Des architectes au service des victimes ukrainiennes
Radio-Canada
Elle est déracinée, mais a conservé toute sa dignité. Quand on se risque à lui demander son âge, elle répond : « encore très jeune », avec un sourire tremblotant.
Angelina Serhiivna était autrefois cadre supérieure dans une entreprise de cosmétiques. Elle a pris sa retraite il y a très longtemps, mais elle a conservé son penchant pour le maquillage et une grande aisance dans ses relations avec les autres.
C’est cette dernière qualité qui l’aide, dit-elle, à se refaire une vie ici, seule, dans une ancienne école maternelle rénovée, maintenant habitée par plus de 150 personnes, déplacées comme elle.
Sa vie a basculé le 9 mars 2022 quand elle a aperçu, de sa fenêtre, un hélicoptère se poser tout près de sa maison, à Mykolaïv, une ville du sud-est, située entre Odessa et Kherson. Et puis, elle a vu l’étoile rouge sur l’appareil : Je me suis dit : "Ça y est, les Russes débarquent ici." Les bombardements et les coups de feu nourris ont suivi. Elle a réussi à se rendre, seule, dans un abri.
Dans les jours précédents, des membres de sa famille l'avaient suppliée de s’exiler avec eux. Sa sœur est allée en Roumanie, son fils en Italie, ses petits-enfants en Pologne. Angelina voulait rester dans son pays. Et prier pour les soldats ukrainiens.
Après des jours d’attente, elle a fait sa valise, pris son petit chien et s’est rendue à la gare. Elle a pris un train vers l’ouest qui l’a menée ici, à Ivano-Frankivsk.
Dans cette ville du sud-ouest ukrainien, les résidents ont vite compris qu’ils allaient recevoir des visiteurs. Beaucoup de visiteurs. Des gens de tous âges provenant des régions bombardées dans l’est.

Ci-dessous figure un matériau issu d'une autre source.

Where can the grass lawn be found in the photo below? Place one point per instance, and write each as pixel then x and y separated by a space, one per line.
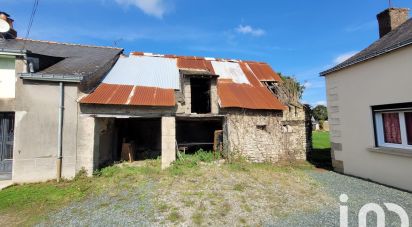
pixel 321 156
pixel 320 140
pixel 195 191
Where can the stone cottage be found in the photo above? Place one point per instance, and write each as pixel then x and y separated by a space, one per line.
pixel 66 107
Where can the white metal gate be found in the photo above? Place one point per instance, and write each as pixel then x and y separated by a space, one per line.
pixel 6 142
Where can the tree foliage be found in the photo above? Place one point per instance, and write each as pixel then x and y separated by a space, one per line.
pixel 320 113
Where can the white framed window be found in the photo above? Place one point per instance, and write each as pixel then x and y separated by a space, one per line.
pixel 393 128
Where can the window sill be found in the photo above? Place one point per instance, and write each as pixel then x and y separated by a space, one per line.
pixel 392 151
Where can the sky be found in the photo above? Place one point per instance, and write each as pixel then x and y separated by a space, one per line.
pixel 298 38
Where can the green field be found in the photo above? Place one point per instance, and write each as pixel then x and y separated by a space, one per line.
pixel 320 140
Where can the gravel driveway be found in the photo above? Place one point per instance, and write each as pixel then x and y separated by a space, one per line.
pixel 136 207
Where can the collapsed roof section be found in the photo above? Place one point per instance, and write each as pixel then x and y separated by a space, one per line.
pixel 144 79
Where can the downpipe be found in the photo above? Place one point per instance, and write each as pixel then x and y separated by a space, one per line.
pixel 60 134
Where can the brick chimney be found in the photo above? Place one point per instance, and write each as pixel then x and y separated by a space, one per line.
pixel 390 19
pixel 12 34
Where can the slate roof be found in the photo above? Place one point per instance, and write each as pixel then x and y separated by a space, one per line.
pixel 150 80
pixel 80 60
pixel 398 38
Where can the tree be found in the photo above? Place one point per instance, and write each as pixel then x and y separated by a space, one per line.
pixel 320 113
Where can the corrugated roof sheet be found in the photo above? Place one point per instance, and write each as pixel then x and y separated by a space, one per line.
pixel 199 64
pixel 398 38
pixel 247 96
pixel 230 70
pixel 138 80
pixel 145 71
pixel 77 59
pixel 113 94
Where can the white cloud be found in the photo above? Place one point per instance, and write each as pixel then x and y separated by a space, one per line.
pixel 156 8
pixel 247 29
pixel 343 57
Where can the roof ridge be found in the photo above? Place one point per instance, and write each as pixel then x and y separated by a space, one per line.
pixel 361 56
pixel 68 44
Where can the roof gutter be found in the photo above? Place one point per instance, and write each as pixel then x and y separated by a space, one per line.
pixel 367 57
pixel 52 77
pixel 12 52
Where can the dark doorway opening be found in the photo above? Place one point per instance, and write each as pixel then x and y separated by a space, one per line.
pixel 200 95
pixel 195 134
pixel 142 134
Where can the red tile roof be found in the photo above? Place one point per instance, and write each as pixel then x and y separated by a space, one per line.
pixel 112 94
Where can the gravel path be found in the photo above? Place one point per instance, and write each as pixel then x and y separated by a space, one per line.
pixel 135 207
pixel 360 192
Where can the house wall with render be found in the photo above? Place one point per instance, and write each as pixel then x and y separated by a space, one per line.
pixel 351 92
pixel 265 136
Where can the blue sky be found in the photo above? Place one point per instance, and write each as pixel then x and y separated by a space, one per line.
pixel 296 37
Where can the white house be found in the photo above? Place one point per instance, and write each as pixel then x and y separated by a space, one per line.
pixel 370 106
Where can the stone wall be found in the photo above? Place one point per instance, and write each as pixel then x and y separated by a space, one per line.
pixel 264 136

Les autorités municipales et régionales ont aménagé en vitesse des dortoirs dans les écoles. Et puis, de manière tout à fait spontanée et inattendue, de jeunes professionnels ont décidé de mettre leurs talents au service de la communauté.
Nous avons compris que la situation deviendrait rapidement invivable dans ces gymnases où les enfants pleurent et courent partout, côtoient des personnes âgées, ébranlées et désorientées. Il fallait trouver de vraies résidences, explique Anna Pashynska, architecte d'Ivano-Frankivsk.